Elle rappelle le standard jurisprudentiel de l’égalité de traitement: « Or, si l’employeur peut accorder des avantages particuliers à certains salariés, c’est à la condition que tous les salariés de l’entreprise placés dans une situation identique puissent bénéficier de l’avantage ainsi accordé et que les règles déterminant l’octroi de cet avantage soient préalablement définies et contrôlables (Soc. 25 octobre 2007, n° 05-45.710) ». Puis, elle constate un socle commun d’objectifs individuels, en relevant que « Aucun des appelants ne conteste toutefois avoir eu des objectifs personnels à atteindre, ces objectifs étant rappelés à chacun lors des entretiens d’évaluation ».
La motivation opère alors un déplacement: malgré l’insuffisante formalisation des critères, l’existence d’objectifs mesurables autorise un contrôle minimal de l’allocation. Le salarié n’apporte pas d’éléments suffisants attestant l’atteinte de ses objectifs en 2019; la demande est rejetée. La solution, pragmatique, privilégie un critère vérifiable commun, mais elle relativise la portée de l’exigence de critères préalables et contrôlables, pourtant posée en principe.

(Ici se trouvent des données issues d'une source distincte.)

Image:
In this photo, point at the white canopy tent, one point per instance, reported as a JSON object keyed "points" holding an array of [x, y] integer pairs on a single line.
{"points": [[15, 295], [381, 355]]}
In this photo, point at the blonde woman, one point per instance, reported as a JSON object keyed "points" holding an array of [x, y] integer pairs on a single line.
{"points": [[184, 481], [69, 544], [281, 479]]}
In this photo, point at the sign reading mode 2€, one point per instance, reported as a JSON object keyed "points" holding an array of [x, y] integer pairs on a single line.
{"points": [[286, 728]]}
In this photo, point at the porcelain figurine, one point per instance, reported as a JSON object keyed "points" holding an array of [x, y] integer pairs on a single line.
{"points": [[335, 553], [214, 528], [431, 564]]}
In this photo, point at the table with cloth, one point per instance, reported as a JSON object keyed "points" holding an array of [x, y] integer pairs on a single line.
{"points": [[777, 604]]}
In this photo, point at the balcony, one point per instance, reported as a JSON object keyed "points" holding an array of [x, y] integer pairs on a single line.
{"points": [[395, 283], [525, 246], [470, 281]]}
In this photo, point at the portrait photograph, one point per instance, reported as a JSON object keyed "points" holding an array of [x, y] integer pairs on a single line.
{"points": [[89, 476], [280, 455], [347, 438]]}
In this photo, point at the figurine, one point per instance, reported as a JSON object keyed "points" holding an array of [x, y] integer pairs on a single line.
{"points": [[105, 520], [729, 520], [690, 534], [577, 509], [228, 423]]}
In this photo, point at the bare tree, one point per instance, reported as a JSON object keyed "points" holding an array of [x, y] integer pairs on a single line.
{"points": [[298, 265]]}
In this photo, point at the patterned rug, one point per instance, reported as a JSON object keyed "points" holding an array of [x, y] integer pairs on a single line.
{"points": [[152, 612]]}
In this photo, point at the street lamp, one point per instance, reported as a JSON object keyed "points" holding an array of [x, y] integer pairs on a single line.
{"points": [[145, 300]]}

B – La prime individualisée 2021 issue de la NAO et le contrôle d’objectivation
S’agissant de la prime NAO 2021, l’arrêt insiste sur la formalisation conventionnelle des critères et leur objectivation. Il souligne que « Les critères en ont été précisément définis lors d’une négociation annuelle obligatoire (procès-verbal de désaccord du 10 mars 2021): enveloppe de 0,6% de la masse salariale brute à répartir par les managers au regard de la contribution individuelle du salarié, selon des critères d’implication, de niveau de performance et d’engagement ». Le contrôle des juges porte sur la vérifiabilité des situations au regard de la période de crise sanitaire.
La cour retient que « Ces critères étaient transparents et vérifiables compte tenu des contraintes auxquelles ont été soumis (ou pas) les salariés durant la période considérée, la présence de chacun sur les sites étant notamment un critère objectif ». L’absence d’éléments factuels produits par le salarié pour établir sa contribution particulière justifie le rejet. La démarche confirme l’exigence probatoire pesant d’abord sur le demandeur, invitant ensuite l’employeur à justifier l’allocation selon des critères prédéfinis.
La portée de la décision sécurise les primes négociées lorsque la grille de répartition est annoncée et rattachée à des indicateurs simples, comme la présence effective ou des contributions identifiables. Elle entérine un contrôle raisonnable de la marge managériale, à condition que les critères soient suffisamment lisibles et que la preuve de leur application soit opposable aux salariés comparables. L’équilibre est ici assumé au bénéfice d’une politique d’entreprise stabilisée par la négociation.